What does data is blocked means? is it blocked at network level or is it just not seen in the Indexer?
Thank you for the troubleshooting steps . The reason they r blocking is becoz they are internal servers which cannot communicate with splunk cloud . So the plan is to implement using syslog server along with HF to communicate with splunk ..do you guys prefer going through syslog and HF or Just with HF would be good
Check if the broken forwarders have the correct outputs.conf
to send to the Indexers.

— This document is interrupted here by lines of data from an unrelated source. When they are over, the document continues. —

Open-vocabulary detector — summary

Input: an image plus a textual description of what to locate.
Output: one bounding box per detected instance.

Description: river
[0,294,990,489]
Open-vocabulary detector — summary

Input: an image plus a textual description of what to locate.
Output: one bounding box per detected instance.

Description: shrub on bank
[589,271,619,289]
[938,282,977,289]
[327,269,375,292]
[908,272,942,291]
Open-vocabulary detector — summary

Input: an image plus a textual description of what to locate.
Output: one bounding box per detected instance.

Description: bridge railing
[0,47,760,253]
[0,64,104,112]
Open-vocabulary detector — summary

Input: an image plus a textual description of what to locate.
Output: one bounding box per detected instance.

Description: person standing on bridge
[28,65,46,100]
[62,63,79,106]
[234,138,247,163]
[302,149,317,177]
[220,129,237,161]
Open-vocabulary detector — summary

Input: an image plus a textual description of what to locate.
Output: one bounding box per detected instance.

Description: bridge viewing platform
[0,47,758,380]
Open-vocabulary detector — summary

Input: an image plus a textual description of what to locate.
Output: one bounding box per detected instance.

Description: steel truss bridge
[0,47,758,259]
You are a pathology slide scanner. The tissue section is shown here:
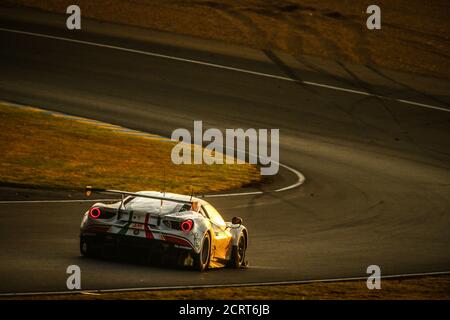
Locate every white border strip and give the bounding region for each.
[0,28,450,112]
[0,271,450,297]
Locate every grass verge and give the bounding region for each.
[1,275,450,300]
[5,0,450,78]
[0,103,261,194]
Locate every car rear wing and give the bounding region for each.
[85,186,195,205]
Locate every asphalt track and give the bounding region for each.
[0,9,450,293]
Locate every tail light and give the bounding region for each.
[89,207,102,219]
[180,220,194,232]
[89,207,117,220]
[163,219,194,232]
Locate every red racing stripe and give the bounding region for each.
[144,213,153,239]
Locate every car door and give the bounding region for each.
[202,204,231,260]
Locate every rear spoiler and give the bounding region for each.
[85,186,195,205]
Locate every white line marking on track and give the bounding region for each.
[0,28,450,112]
[0,271,450,297]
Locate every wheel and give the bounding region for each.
[229,234,247,269]
[194,233,211,271]
[80,237,96,258]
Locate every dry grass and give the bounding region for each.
[0,104,260,194]
[6,0,450,78]
[5,275,450,300]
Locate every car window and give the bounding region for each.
[202,204,226,227]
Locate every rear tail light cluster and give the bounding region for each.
[180,220,194,232]
[163,219,194,232]
[89,207,116,220]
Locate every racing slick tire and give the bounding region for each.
[80,237,98,258]
[194,233,211,272]
[228,233,247,269]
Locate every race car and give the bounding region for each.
[80,187,248,271]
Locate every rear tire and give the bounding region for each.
[194,233,211,272]
[80,237,96,258]
[229,234,247,269]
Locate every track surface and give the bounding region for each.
[0,7,450,292]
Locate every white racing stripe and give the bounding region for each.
[0,271,450,297]
[0,199,120,204]
[0,28,450,112]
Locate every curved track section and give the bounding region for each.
[0,8,450,292]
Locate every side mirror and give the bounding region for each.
[231,217,242,225]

Check if you can telnet to an indexer on port 9997. You will not be able to login but you should get a login prompt; if you get a timeout then either you don't have a route to the indexer or your firewall is blocking the traffic.

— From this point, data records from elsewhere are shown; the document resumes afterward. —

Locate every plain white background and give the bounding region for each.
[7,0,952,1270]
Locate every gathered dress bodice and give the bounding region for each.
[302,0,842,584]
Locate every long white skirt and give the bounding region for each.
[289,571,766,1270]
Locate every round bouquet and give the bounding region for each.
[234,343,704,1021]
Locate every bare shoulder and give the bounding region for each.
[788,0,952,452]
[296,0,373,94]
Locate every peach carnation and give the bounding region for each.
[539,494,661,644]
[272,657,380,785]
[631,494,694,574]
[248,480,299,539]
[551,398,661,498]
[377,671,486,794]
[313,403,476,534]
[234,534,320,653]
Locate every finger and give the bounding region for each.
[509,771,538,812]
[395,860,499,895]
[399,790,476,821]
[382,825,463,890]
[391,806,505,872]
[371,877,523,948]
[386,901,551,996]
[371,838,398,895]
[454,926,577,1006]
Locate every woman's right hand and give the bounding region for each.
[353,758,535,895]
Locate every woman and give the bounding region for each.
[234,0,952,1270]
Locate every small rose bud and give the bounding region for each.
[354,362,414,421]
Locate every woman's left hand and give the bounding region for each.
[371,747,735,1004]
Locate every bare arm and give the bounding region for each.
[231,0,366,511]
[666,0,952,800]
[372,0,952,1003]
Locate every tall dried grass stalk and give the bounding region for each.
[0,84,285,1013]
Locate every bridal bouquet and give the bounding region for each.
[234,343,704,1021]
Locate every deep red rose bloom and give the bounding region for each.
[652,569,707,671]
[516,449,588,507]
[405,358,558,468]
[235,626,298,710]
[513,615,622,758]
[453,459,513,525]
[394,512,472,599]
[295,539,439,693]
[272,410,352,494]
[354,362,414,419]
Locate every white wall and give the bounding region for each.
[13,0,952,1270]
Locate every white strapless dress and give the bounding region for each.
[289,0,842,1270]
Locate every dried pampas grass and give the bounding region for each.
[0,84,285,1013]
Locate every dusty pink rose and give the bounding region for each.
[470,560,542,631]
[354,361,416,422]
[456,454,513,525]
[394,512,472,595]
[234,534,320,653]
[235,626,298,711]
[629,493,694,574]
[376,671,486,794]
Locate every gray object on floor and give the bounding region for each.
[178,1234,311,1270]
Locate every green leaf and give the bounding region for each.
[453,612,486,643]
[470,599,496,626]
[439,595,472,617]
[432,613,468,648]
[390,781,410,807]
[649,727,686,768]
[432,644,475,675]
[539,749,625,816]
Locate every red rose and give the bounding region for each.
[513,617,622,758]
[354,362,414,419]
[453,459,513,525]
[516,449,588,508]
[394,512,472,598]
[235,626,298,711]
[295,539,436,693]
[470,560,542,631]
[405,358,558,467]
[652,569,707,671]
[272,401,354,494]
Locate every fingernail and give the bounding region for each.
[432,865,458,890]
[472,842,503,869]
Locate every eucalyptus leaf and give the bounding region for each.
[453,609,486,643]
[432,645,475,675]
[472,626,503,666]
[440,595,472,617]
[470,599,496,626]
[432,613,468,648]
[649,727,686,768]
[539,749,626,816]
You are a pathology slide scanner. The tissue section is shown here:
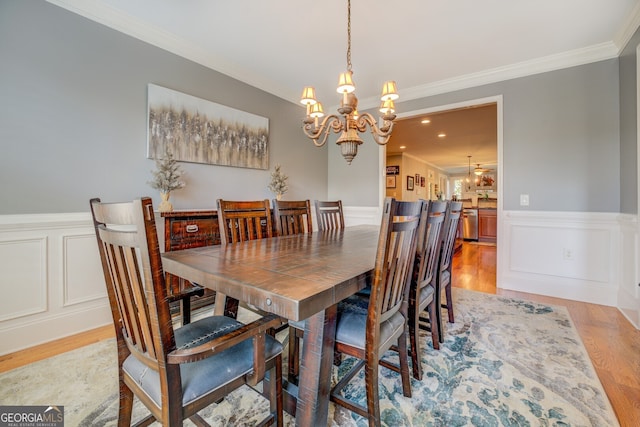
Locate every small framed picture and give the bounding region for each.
[387,175,396,188]
[407,175,413,191]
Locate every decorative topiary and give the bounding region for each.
[268,165,289,200]
[148,147,185,193]
[148,147,185,212]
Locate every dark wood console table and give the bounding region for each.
[161,210,220,319]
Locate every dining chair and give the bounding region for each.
[273,200,313,384]
[436,201,462,343]
[90,197,283,426]
[214,199,273,319]
[273,199,313,236]
[313,200,344,231]
[409,201,447,380]
[330,198,422,426]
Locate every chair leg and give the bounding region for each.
[398,328,411,397]
[180,297,191,326]
[444,282,455,323]
[407,301,422,381]
[427,300,440,350]
[364,358,380,427]
[118,380,133,427]
[431,285,444,343]
[262,355,284,427]
[287,326,300,385]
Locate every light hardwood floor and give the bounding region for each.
[0,243,640,427]
[452,243,640,427]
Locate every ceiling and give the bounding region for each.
[48,0,640,171]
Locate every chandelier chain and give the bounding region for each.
[347,0,351,71]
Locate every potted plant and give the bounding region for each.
[268,165,289,200]
[148,147,185,212]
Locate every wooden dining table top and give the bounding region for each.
[162,225,380,320]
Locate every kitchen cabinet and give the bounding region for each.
[478,209,498,243]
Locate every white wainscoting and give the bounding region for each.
[0,212,111,354]
[497,211,640,327]
[0,206,640,354]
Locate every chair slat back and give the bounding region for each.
[90,198,175,370]
[314,200,344,231]
[367,198,422,330]
[218,199,273,244]
[440,201,462,271]
[273,200,313,236]
[414,200,447,290]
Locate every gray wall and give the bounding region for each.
[620,25,640,214]
[0,0,639,214]
[0,0,327,214]
[338,59,624,212]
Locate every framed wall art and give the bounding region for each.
[387,175,396,188]
[147,84,269,169]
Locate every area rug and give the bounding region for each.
[0,288,619,427]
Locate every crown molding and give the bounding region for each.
[361,42,618,109]
[47,0,640,110]
[613,3,640,54]
[46,0,299,104]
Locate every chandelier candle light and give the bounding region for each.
[300,0,398,164]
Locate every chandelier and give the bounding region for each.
[300,0,398,164]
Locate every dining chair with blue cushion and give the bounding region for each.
[313,200,344,231]
[330,198,422,426]
[215,199,273,319]
[90,198,283,426]
[436,201,462,342]
[409,200,447,380]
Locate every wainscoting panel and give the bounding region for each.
[0,206,640,354]
[498,211,621,306]
[342,206,382,227]
[0,216,112,354]
[0,234,47,322]
[618,215,640,329]
[60,233,107,307]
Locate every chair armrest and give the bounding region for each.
[167,314,282,364]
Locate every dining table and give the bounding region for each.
[162,225,380,426]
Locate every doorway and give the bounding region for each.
[380,95,504,287]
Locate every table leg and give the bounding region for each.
[296,305,337,426]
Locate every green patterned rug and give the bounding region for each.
[0,288,619,427]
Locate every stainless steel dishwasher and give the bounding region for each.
[462,209,478,240]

i dont have indexer ip just the url. will try to get ip of indexer . but using netstat -an |grep 9997 i could not find any process running that means the forwarding port 9997 is not open right ?.
The official trouble shooting guide for this case is at I can't find my data!
Have you checked the firewalls? What do the logs on the 172.16 forwarders say?
I could not check the firewalls?. One thing i noticed is that when i checked forwarding port 9997 using netstat -an |grep 9997 in 172.30.xx.xxx, I could see its running but on 172.16.xx.xxx I dont see any process running also seems like the port is not open. Could this be the problem ?. Also regarding firewall check , I need to figure out with network /operations team may be?
You may not be able to check the firewalls, but that doesn't mean they're not the problem. Check with your network team about the network firewalls and you system admins for the server firewalls.
Verify the 172.16 forwarders are running.